In years ahead, we expect to see more blended gifts that combine outright gifts of cash with planned gift vehicles. “Blended gifts are donor centric, focus on retention and share of donor as opposed to acquisition, and are a way to overcome things like changes in tax laws and changes in the donor’s life, which often hamstring fundraising efforts,” says Ray Crosland, Adjunct Counsel for TW&B. We anticipate more fundraisers having creative discussions with their donors to help them make the impact they hope to achieve.
Additionally, if, as economists project, the market continues to increase, we can expect to see an explosion of stock gifts from major donors and a focus on identifying support from donors who give through donor-advised funds
After the first wave of pandemic layoffs, and then to an even greater degree after George Floyd’s murder, we saw a wave of peer-to-peer gifts in 2020. Many were made outside the formal nonprofit structure, and even outside the newer crowd funding process. Instead, monetary gifts were made online to individuals via Venmo, Cashapp, Zelle and other online services to provide targeted support to individuals and families with urgent needs. Mutual aid groups sprang into being across the country to help families get groceries, do laundry, and fix bikes and cars needed to get to work; donations were sent to BIPOC content creators and educators who were spending time, expertise, and emotional labor helping white people understand the underlying issues behind George Floyd’s death.
“I expect to see these kinds of direct gifts continuing alongside more traditional nonprofit donations,” says Rebekah Silverman, Vice President of TW&B. “To me, it shows that donors are engaged, committed, and focused on impact.”
The anti-racism protests that exploded this summer will continue to cause reverberations into the years to come. Strong cross-racial, cross-sector alliances have been forged in the non-profit world that are pushing staff, boards, and donors to examine how the "best practices" of fundraising and philanthropy can harm BIPOC communities. We expect to see more organizations making deliberate moves toward a more equitable future of the sector. Continued self-examination, collaboration, and anti-racism education are sure to be fixtures of 2021.
When we reach whatever version of normalcy exists in a post-COVID world, donors will be reviewing their giving priorities. “Nonprofits who focus on meeting basic needs will have an opportunity to promote their respective missions and encourage new donors to support their causes,” says Dean Rein, Senior Counsel for TW&B.

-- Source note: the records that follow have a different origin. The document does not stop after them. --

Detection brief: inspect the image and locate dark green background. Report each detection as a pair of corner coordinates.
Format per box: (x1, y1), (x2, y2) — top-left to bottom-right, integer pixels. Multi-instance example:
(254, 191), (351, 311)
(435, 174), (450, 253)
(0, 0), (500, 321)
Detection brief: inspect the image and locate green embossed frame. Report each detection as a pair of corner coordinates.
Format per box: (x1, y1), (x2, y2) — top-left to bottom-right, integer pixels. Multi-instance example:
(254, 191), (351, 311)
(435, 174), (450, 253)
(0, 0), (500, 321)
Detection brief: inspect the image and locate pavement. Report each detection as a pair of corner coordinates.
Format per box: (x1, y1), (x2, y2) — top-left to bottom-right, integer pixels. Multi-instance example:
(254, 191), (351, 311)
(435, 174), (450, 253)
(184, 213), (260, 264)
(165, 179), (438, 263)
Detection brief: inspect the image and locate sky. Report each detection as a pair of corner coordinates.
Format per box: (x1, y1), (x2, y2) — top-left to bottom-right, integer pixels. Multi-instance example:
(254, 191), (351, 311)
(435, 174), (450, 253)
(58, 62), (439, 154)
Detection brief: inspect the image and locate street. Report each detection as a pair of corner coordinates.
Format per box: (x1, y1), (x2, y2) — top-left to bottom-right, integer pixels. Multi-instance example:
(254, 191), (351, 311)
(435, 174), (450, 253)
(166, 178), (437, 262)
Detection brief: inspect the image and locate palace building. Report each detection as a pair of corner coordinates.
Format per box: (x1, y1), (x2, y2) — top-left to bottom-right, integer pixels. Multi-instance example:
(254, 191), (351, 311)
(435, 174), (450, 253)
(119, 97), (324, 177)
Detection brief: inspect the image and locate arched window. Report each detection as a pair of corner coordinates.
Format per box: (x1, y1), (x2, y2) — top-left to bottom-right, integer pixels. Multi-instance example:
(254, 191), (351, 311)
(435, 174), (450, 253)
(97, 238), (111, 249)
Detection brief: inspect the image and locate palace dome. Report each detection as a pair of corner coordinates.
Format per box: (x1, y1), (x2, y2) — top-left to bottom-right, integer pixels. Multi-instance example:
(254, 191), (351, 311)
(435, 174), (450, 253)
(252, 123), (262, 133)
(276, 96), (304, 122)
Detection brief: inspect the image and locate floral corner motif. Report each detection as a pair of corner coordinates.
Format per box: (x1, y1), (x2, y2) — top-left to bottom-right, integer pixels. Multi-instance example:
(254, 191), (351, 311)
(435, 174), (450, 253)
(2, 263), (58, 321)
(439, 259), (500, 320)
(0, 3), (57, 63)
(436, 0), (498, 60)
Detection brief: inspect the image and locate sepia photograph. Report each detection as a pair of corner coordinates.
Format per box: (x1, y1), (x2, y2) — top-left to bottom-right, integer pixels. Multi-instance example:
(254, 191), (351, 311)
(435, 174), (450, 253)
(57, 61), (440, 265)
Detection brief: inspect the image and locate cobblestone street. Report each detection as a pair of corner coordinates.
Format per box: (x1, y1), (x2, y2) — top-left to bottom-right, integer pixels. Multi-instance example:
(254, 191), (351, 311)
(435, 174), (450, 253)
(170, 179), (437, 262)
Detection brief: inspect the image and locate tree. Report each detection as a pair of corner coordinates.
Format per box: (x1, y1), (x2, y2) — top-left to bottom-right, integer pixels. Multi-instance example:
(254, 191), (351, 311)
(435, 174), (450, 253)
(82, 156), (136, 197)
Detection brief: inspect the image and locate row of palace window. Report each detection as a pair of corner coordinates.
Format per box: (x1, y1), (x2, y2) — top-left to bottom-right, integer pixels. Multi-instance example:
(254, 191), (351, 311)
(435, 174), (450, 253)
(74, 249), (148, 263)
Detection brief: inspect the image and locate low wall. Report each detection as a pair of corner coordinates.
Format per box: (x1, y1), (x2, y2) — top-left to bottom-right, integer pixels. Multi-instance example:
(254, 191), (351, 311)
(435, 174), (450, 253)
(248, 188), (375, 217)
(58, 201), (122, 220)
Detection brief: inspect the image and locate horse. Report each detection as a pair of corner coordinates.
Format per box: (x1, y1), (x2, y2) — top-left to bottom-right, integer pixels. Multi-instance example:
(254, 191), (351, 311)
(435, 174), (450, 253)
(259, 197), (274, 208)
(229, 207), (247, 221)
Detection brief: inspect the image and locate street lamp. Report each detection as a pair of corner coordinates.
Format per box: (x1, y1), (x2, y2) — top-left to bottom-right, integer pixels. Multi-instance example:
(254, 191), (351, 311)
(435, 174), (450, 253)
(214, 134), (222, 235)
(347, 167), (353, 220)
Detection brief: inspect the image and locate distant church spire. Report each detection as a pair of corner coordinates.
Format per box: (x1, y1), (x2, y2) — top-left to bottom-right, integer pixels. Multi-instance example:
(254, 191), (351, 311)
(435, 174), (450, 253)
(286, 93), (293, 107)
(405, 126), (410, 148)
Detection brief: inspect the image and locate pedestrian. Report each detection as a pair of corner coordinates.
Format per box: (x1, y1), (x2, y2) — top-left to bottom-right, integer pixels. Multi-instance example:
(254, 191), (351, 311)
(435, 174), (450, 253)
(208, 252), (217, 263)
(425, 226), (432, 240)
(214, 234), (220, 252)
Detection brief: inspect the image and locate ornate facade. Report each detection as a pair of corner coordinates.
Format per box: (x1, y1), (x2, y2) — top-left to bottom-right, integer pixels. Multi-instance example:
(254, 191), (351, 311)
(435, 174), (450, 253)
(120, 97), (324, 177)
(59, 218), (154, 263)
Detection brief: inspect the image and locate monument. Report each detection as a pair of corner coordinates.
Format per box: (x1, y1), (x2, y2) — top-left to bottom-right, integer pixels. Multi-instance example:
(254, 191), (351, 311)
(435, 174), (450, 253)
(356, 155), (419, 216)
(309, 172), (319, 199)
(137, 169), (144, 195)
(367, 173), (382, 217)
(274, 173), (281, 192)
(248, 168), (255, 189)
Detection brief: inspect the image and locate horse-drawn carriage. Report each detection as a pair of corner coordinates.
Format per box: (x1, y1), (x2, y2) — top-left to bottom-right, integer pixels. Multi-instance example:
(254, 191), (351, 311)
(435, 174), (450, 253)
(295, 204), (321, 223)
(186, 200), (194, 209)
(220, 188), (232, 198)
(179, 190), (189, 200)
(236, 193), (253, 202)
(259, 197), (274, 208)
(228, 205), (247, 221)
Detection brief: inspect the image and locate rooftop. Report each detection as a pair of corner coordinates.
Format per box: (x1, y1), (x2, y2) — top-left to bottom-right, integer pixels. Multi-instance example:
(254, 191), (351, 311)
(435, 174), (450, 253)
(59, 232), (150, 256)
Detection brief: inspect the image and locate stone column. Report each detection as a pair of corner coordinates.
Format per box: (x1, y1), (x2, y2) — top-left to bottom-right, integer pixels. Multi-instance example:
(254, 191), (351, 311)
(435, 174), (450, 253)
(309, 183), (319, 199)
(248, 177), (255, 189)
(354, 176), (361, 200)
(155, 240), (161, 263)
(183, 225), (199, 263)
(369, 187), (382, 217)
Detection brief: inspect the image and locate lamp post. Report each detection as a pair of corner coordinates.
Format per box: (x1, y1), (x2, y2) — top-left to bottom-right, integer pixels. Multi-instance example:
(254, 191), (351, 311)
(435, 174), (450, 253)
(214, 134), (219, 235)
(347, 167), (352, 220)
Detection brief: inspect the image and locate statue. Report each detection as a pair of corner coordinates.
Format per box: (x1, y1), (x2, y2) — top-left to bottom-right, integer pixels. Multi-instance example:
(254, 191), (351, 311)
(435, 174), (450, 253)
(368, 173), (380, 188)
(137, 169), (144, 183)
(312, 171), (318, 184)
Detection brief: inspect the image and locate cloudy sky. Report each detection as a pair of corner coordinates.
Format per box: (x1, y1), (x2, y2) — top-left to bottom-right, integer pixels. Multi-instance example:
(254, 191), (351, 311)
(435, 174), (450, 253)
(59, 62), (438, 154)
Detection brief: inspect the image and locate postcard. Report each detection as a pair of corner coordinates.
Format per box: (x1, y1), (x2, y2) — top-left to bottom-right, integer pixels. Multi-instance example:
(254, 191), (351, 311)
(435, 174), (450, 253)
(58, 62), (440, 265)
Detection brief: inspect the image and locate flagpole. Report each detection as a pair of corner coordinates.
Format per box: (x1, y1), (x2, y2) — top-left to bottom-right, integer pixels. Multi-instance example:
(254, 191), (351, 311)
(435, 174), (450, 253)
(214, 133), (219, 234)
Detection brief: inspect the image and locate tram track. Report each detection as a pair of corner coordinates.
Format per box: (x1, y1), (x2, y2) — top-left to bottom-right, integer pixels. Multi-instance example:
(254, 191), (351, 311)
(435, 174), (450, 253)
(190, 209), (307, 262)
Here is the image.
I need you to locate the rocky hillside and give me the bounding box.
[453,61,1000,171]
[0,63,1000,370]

Nonprofits have been forced to pivot in innumerable ways this year, and the most successful of them will realize the successful pivots should become lasting strategies in their long-term fundraising efforts. “Organizations that thrive will realize we're not going back to 2019 again,” says Amy Funk, Senior Vice President of TW&B. “The best parts of 2020's fundraising, like creative donor cultivation and use of social media to reach your stakeholders, will need to continue.”